Monday, August 26, 2013

After the Civil War, in the late 1860s, the land bordering the Republican River in Nebraska and Colorado was a rather busy place. There were still a few mountain men going through on their way to the Rockies, and there was a steady stream of prospectors eager to strike it rich in the gold fields of California, and more recently in the mountains of Colorado. But there was also a smattering of settlers who believed that they could make a living as farmers on these High Plains, that Zebulon Pike, of Pike's Peak fame, had dubbed "The Great American Desert."

By the Medicine Lodge Treaty of 1867 Plains Indian Tribes of Kiowa, Apache, Comanche, Cheyenne and Arapahoe were forced into a considerably smaller area than had been granted previously, but these lands were ceded to these Native Americans for "as long as the grass shall grow."

Under terms of the Treaty, other than traders, educators, and churchmen, whites were prohibited from entering this region. In turn, the Indians guaranteed the safety of travelers along the existing routes along the Platte River.

This land, between the Arkansas River in Kansas and the Platte River in Nebraska was fine prairie grassland, the home of the largest concentration of buffalo on earth. For these Indian Tribes, the buffalo was vital to their existence. Their entire subsistence, their very way of life, depended upon these buffalo herds.

Almost as soon as the Medicine Lodge Treaty was signed, the treaty was violated, by both whites and Indians. President Grant soon revoked the law, under tremendous pressure from influential "western expansionists." This effectively opened up the land to the buffalo hunters, traders, and settlers. The Indian Wars resumed with great violence on both sides. Indians overran the few frontier settlements, which were virtually defenseless against such attacks. During the spring and summer of 1868 some 79 settlers were killed on farms, ranches and way stations between Nebraska and Utah in attacks by various tribes of Indians.

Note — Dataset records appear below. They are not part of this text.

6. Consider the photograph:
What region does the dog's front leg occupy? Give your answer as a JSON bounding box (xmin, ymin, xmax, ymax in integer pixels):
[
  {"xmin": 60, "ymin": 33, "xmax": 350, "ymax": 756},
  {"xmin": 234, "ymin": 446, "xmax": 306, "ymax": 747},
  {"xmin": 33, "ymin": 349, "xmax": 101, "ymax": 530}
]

One major figure in the Indian Wars at this time was General Nelson A. Miles, a veteran of many Indian campaigns. Gen. Miles argued that the Army could not handle their Indian adversaries as long as the Indians had buffalo, their "commissary of the hoof." He advocated cooperation with the buffalo hunters and encouraged the wholesale slaughter of the buffalo.

In August 1868 Gen. Philip Sheridan authorized Major (later General) Forsythe, of the 9th Cavalry, Fort Hays, Kansas, to enlist "50 first class, hardy frontiersmen" for a new type of Cavalry Force -- one that could move with the same rapidity as the Indians they were fighting -- as contrasted with the large military wagon trains that had become such easy targets of the Indian raids. What's more, these Frontiersmen, under the command of Maj. Forsythe and his second in command, 1st. Lt. Beecher, were equipped with the new 7-shot repeater Spencer rifles and 140 cartridges, plus a Colt .45 revolver and 30 rounds of ammunition. The troop carried a store of some 4,000 rounds of ammunition on four pack mules. (Note: Lt. Frederick Henry Beecher was the nephew of the famed New York Abolitionist Henry Ward Beecher. He was wounded and decorated for valor at the Battle of Gettysburg in the Civil War.)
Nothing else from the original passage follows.